Tanta voglia di fare, pochi soldi in tasca e nessuno pronto a scommettere sulla sue capacità. Poi finalmente un’opportunità, offerta dal Fondo Famiglia Lavoro della Diocesi di Milano. Ed ecco che un sogno diventa realtà. Eccola la storia di S.A., trentenne di Tradate, nato da genitori egiziani, ma per il resto italianissimo. Una storia nel suo piccolo emblematica di un Paese ancora arenato nella crisi.
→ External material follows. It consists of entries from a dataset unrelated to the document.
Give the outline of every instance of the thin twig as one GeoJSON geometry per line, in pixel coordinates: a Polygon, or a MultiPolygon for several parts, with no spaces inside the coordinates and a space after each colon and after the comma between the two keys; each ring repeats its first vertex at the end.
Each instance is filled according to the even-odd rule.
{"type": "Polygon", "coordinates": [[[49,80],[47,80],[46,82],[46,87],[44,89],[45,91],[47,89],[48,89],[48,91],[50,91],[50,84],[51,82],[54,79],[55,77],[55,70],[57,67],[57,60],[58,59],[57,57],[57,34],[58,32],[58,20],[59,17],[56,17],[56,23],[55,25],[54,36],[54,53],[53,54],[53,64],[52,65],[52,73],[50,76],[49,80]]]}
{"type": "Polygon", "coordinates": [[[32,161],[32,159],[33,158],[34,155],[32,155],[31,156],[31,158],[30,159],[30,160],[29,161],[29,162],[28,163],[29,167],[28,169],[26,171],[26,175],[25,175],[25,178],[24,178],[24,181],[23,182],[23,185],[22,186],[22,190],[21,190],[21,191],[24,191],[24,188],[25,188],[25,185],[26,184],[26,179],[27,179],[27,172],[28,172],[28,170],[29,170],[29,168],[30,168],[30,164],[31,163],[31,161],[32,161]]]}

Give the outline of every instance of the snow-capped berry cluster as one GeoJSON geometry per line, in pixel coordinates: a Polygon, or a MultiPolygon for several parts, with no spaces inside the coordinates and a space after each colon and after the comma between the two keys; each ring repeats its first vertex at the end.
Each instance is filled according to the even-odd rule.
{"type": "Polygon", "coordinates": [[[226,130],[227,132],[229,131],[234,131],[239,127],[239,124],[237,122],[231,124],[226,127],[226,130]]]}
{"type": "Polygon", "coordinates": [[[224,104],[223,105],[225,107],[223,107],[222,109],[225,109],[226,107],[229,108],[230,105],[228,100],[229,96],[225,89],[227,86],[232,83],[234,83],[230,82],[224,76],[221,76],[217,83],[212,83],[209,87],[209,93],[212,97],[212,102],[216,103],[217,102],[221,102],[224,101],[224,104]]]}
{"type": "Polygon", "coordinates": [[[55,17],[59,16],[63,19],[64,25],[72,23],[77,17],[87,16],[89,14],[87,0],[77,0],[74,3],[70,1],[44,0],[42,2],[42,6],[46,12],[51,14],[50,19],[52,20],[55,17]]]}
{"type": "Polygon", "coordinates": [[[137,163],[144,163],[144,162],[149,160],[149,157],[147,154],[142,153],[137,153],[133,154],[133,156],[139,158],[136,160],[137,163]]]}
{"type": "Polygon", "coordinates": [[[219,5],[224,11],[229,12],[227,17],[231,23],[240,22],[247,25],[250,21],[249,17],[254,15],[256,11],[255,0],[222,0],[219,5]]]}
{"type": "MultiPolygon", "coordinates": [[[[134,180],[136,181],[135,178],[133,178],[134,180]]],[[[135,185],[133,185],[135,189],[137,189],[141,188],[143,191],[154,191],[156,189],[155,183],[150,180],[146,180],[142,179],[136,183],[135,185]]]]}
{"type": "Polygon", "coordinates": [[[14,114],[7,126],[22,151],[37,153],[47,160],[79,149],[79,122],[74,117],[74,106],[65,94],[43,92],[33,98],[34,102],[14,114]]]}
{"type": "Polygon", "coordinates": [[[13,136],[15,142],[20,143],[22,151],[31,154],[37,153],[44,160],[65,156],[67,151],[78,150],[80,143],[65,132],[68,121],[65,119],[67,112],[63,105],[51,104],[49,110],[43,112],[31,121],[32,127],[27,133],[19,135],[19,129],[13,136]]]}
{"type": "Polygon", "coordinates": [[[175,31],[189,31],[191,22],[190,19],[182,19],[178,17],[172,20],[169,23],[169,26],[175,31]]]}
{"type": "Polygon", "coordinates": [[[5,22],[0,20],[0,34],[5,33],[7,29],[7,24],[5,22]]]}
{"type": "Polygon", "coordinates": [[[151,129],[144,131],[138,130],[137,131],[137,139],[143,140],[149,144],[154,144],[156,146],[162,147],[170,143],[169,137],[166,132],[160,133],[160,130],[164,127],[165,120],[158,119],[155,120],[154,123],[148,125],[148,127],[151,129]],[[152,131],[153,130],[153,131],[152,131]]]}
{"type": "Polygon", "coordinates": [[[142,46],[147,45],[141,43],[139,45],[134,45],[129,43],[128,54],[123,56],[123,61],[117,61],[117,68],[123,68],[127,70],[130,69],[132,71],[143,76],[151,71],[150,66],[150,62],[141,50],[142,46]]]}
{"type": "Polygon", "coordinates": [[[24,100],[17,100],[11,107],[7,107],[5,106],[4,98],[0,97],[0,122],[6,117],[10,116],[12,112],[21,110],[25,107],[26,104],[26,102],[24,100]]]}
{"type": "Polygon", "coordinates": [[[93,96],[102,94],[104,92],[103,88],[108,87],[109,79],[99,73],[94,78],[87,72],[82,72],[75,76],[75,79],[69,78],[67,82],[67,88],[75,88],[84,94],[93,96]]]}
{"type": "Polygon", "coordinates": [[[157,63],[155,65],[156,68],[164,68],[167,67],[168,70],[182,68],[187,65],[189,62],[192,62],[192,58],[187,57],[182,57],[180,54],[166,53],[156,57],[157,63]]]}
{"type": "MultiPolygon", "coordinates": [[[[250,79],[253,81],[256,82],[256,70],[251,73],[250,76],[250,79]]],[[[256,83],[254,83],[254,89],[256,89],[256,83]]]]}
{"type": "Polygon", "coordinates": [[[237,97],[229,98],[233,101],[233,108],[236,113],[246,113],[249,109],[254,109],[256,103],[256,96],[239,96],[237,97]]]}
Già, perché S.A., come molti suoi coetanei ha intraprendenza, capacità, un estro che forse nasconde un piccolo talento. Ma quando va in banca a chiedere un piccolo prestito per aprire uno studio dove poter eseguire tatuaggi, il funzionario lo liquida in pochi minuti.
«Quale capitale hai? Beni da dare in garanzia?».
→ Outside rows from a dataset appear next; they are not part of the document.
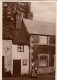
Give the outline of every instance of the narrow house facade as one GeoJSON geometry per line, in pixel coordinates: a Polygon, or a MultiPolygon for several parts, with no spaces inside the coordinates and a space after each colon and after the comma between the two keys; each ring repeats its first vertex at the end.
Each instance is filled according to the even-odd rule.
{"type": "Polygon", "coordinates": [[[56,30],[55,23],[24,19],[30,33],[30,73],[32,60],[36,62],[38,74],[55,71],[56,30]],[[29,25],[30,24],[30,25],[29,25]]]}
{"type": "Polygon", "coordinates": [[[55,23],[25,19],[19,13],[17,16],[14,28],[11,26],[6,31],[3,28],[3,73],[31,74],[32,60],[38,74],[54,72],[55,23]]]}

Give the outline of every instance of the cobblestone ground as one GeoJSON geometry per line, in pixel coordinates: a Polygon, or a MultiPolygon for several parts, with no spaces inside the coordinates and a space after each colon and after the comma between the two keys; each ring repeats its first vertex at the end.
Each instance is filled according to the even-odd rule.
{"type": "Polygon", "coordinates": [[[37,78],[24,77],[3,77],[2,80],[55,80],[54,75],[38,75],[37,78]]]}

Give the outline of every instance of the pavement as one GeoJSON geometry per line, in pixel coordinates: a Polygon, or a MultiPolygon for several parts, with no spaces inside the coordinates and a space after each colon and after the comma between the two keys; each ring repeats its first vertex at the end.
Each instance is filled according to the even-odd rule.
{"type": "Polygon", "coordinates": [[[55,80],[55,75],[37,75],[36,78],[32,78],[29,76],[3,77],[2,80],[55,80]]]}

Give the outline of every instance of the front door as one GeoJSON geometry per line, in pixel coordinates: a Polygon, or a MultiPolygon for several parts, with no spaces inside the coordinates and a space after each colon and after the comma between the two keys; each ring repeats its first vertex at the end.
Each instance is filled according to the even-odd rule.
{"type": "Polygon", "coordinates": [[[13,76],[21,76],[21,60],[13,60],[13,76]]]}

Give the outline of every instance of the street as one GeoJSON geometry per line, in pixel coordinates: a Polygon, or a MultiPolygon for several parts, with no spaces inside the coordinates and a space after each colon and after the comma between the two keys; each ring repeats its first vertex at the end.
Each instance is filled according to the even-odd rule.
{"type": "Polygon", "coordinates": [[[38,75],[37,78],[31,78],[29,76],[3,77],[2,80],[55,80],[55,76],[54,75],[38,75]]]}

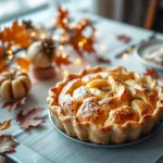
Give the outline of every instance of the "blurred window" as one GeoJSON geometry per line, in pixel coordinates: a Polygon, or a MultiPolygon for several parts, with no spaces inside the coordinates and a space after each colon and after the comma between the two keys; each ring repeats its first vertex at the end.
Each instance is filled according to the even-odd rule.
{"type": "Polygon", "coordinates": [[[0,0],[0,22],[46,9],[47,7],[47,0],[0,0]]]}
«No, niente di tutto questo. Sennò, perché sarei venuto qui?».

Il dialogo va più o meno così. La sola garanzia che S.A. può dare all’impiegato è il book fotografico delle “creazioni” eseguito per amici e la ristretta clientela che riceve a casa: rose, ideogrammi, arabeschi finissimi come merletti, inchiostrati su avambracci, polpacci e caviglie. Ma la sua bravura non è un criterio sufficiente per ottenere un finanziamento.
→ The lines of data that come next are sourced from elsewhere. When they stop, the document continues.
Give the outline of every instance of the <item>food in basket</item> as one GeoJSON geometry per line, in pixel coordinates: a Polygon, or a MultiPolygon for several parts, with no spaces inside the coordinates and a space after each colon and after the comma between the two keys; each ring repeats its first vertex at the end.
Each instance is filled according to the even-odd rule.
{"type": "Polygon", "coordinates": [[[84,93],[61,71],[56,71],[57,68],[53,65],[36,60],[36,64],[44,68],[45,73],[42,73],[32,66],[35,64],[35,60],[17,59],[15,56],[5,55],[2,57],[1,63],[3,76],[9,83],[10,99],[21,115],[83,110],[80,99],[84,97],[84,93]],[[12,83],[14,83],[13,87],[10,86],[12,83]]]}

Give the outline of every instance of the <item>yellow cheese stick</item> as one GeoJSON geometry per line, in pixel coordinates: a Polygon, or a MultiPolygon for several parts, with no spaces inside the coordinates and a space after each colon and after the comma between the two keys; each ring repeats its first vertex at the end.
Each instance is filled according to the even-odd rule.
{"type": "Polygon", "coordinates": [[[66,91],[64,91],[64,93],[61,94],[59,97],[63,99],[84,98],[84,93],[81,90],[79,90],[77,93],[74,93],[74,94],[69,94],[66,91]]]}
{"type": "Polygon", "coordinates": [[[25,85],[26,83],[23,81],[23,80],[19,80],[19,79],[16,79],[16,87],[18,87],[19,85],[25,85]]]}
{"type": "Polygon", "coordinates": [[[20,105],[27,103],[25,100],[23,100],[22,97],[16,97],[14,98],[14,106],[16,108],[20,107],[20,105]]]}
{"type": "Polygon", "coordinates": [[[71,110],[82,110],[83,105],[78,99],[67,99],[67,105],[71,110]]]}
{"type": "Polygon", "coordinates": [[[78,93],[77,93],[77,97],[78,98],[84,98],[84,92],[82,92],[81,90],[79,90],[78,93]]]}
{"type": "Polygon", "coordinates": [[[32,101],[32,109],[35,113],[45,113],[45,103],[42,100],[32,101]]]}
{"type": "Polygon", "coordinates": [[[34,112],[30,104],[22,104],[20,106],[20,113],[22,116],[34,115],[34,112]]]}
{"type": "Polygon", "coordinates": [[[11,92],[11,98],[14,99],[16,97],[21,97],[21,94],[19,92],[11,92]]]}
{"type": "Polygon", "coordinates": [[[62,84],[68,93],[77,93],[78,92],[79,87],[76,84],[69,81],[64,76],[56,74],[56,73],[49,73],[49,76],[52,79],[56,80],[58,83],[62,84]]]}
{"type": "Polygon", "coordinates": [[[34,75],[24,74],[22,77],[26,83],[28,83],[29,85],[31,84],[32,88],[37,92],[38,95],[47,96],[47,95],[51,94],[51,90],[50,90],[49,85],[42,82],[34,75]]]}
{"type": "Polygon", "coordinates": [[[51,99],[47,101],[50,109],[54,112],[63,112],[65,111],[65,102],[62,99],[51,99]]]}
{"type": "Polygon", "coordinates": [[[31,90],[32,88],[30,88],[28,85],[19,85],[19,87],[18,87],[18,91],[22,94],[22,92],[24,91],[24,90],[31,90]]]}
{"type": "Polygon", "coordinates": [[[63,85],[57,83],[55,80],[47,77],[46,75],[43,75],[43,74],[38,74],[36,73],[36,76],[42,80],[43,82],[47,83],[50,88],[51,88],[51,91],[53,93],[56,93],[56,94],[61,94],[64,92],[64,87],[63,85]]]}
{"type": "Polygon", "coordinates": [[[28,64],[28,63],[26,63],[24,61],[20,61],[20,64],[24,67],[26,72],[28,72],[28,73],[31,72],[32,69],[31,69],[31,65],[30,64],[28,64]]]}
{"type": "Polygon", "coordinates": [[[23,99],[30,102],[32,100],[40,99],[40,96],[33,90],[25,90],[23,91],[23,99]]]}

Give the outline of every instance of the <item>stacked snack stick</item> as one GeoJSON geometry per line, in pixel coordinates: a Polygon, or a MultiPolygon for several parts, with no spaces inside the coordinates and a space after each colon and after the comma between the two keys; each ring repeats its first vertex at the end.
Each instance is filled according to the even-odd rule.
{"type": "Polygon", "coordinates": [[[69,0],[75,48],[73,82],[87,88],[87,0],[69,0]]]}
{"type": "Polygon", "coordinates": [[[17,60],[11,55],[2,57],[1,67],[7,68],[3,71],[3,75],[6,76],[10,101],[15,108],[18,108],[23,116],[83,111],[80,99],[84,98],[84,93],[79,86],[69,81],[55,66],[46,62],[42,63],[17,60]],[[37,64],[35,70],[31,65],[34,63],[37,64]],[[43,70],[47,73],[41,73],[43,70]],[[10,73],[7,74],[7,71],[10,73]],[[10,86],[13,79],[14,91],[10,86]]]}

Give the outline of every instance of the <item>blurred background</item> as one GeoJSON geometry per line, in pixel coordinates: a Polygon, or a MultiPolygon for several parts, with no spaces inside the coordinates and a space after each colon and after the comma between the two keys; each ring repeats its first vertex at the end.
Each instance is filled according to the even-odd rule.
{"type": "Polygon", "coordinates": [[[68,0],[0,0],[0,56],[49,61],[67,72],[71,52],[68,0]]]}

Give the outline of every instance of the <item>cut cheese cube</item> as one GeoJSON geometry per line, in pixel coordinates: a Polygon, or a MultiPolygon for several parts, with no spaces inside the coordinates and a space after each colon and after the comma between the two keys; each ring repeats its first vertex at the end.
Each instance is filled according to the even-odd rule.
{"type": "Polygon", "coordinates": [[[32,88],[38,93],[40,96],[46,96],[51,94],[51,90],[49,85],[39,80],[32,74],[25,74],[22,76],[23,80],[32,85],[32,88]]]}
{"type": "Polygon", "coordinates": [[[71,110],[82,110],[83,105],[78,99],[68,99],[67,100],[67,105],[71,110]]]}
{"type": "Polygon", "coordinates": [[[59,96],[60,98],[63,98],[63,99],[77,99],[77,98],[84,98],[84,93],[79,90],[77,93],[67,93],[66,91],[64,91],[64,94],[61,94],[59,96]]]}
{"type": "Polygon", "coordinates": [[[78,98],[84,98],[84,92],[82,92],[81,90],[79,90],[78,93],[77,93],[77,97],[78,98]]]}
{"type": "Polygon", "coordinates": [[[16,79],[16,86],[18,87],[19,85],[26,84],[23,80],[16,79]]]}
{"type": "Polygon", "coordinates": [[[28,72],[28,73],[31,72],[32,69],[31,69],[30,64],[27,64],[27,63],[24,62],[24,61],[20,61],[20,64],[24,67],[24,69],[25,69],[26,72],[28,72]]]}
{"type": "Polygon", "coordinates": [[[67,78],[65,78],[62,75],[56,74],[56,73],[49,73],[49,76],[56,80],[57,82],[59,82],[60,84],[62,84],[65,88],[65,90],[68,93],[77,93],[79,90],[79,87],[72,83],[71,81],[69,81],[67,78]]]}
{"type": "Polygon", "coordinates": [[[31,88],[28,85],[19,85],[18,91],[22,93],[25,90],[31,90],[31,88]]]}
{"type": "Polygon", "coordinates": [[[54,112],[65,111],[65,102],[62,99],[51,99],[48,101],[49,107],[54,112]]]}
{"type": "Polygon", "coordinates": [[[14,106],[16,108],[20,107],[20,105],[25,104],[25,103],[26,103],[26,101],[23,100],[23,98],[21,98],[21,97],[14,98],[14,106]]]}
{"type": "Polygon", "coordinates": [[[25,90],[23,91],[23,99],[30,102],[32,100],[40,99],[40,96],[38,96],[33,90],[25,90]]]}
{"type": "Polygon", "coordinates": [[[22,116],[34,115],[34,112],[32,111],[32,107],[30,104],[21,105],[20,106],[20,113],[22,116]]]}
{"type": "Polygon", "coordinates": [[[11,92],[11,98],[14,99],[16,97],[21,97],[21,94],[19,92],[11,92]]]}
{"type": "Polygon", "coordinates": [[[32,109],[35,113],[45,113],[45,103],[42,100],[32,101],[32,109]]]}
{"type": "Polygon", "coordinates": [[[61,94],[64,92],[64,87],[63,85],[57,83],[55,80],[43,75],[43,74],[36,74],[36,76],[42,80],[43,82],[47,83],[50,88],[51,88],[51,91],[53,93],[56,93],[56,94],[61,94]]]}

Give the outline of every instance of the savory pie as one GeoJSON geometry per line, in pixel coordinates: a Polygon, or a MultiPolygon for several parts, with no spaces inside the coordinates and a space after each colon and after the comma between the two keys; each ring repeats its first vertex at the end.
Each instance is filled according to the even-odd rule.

Come fare? Parlando col prete conosciuto in oratorio S.A. trova la soluzione. Il sacerdote lo indirizza ai volontari del Fondo Famiglia Lavoro che, a loro volta, gli procurano un appuntamento alla Fondazione San Bernardino specializzata nell’erogazione di micro-crediti. Gli operatori della Fondazione, ex impiegati di banca in pensione, ascoltano la sua proposta e l’aiutano a scrivere un vero e proprio business plan: materiali, costi previsti, potenzialità del mercato, piano di rientro. Poi valutano la somma effettivamente necessaria per l’operazione e, attraverso un banca convenzionata, erogano un prestito di 10 mila euro che S.A. si impegna a restituire in sei anni a un tasso di interesse basso e abbordabile per chi deve cominciare da zero un’attività. A fare da garante sarà invece la Fondazione, con le risorse del Fondo Famiglia Lavoro.

Fine della storia? «No, è solo l’inizio – racconta S.A. -. Sto ancora lottando con la burocrazia per ottenere tutti i permessi. Non è facile. Ma ce la metterò tutta per dimostrare a chi mi ha dato fiducia che non si è sbagliato».